Now the girls are off to southern California to see the Pacific Ocean and hand out at the beach. I'll let Brooke tell that story from her point of view!


----------



## spikethebest (Mar 29, 2010)

awwww how cute!!!! i love the t-shirts!!!!

since you posted pics of yourself wearing tortoiseforum.org t-shirts, you win FREE stickers!!

I will PM you!


----------



## Stephanie Logan (Mar 29, 2010)

Cool! Thank you.


----------



## terryo (Mar 29, 2010)

Those were great pictures! I love when people post pictures of places I can't get to.


----------



## jdawn (Mar 29, 2010)

Stephanie,
What a great time it looks like y'all had! Ava's an adorable traveller. That is so fun that you got to show off some of our amazing scenery 
It makes me want to head out on a road trip too! Thanks for sharing~ Jenny Dawn


----------



## Stephanie Logan (Mar 29, 2010)

Thanks for the advice about hiking trails--we found an easy one for the stroller right along the rim, so it was "beautiful" exercise!


----------



## ChiKat (Mar 30, 2010)

Great pics! It looks like everyone had a wonderful time 
Did you two know each other before TFO?


----------



## Stephanie Logan (Mar 30, 2010)

Haha, no.

My kids have given me plenty of grief for taking up with someone I "met" online, since I am always warning them not to do this! 

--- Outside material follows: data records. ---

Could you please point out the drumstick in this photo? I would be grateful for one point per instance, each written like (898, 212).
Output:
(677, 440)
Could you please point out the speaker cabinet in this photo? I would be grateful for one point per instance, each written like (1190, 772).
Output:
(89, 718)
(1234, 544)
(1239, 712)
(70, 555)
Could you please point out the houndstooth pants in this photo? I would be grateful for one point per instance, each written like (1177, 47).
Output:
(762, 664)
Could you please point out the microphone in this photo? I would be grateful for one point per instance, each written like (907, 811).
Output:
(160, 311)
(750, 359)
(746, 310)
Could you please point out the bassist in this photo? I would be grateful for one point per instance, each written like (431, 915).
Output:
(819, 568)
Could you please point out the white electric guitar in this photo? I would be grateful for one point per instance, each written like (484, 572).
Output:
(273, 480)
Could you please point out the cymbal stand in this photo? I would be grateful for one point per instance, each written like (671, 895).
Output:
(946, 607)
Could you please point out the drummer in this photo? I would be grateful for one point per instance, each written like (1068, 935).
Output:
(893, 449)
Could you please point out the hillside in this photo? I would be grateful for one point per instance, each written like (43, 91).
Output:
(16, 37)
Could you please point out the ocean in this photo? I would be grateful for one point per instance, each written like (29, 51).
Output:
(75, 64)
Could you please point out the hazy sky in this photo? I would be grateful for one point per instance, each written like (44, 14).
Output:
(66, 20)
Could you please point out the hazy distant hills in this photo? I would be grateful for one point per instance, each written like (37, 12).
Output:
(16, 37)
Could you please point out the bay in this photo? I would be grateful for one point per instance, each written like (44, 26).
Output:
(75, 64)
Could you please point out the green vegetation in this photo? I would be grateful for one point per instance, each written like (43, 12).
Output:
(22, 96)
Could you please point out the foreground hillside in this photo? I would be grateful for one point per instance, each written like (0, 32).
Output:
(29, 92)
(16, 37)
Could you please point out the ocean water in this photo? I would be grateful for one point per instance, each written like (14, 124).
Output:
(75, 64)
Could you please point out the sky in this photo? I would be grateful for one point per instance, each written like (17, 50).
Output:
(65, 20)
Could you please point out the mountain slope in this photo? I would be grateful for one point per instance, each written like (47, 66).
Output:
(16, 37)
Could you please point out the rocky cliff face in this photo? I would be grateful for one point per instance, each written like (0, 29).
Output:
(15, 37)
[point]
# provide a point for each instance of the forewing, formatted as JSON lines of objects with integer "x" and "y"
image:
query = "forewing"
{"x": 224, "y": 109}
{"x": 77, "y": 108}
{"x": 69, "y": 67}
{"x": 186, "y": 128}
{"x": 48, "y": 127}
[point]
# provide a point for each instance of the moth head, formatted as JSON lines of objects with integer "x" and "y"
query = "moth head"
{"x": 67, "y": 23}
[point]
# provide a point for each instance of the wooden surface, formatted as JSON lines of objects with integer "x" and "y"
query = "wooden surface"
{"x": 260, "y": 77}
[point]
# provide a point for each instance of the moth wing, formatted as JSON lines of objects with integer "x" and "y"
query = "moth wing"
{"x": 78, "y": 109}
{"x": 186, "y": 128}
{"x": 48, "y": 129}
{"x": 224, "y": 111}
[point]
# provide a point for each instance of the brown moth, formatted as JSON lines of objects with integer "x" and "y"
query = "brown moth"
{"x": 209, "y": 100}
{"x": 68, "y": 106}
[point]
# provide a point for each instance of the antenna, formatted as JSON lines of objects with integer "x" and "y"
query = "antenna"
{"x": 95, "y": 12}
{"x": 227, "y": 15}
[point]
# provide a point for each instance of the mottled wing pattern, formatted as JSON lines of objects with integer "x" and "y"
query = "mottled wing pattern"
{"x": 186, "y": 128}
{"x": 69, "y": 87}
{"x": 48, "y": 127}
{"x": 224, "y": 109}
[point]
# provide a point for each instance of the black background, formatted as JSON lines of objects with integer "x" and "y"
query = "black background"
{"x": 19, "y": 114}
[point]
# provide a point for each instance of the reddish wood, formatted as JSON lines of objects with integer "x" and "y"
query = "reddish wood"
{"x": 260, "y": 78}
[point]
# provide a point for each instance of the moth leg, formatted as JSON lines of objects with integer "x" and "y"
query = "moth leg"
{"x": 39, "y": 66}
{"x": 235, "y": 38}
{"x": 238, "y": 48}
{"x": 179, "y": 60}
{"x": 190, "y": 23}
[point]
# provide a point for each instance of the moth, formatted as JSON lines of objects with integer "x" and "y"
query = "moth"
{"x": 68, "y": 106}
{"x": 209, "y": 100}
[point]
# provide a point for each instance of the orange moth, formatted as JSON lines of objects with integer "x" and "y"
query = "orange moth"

Brooke is a teacher though, and I am a teacher, and we both love England, TFO, and kids!


----------



## alfiethetortoise (Apr 4, 2010)

Like the pictures! I have only just managed to load myne onto the computer, so its going to be another day or so untill i can photobucket them and get them on here, sorry! Ava is demanding to go on a whistlestop tour of all her friends since we got back, which is all good and well but not on bank holiday weekend as its taking up lots of time 

Well, its raining here in traditional LD fashion! Got a mountain of washing, and had to also go on an easter egg mission. It's times like this i wish i had a cleaner!

Alfie had a good holiday, and is in very good shape. 

p.s. Ava is still asking for milo! He clearly made an impression!


----------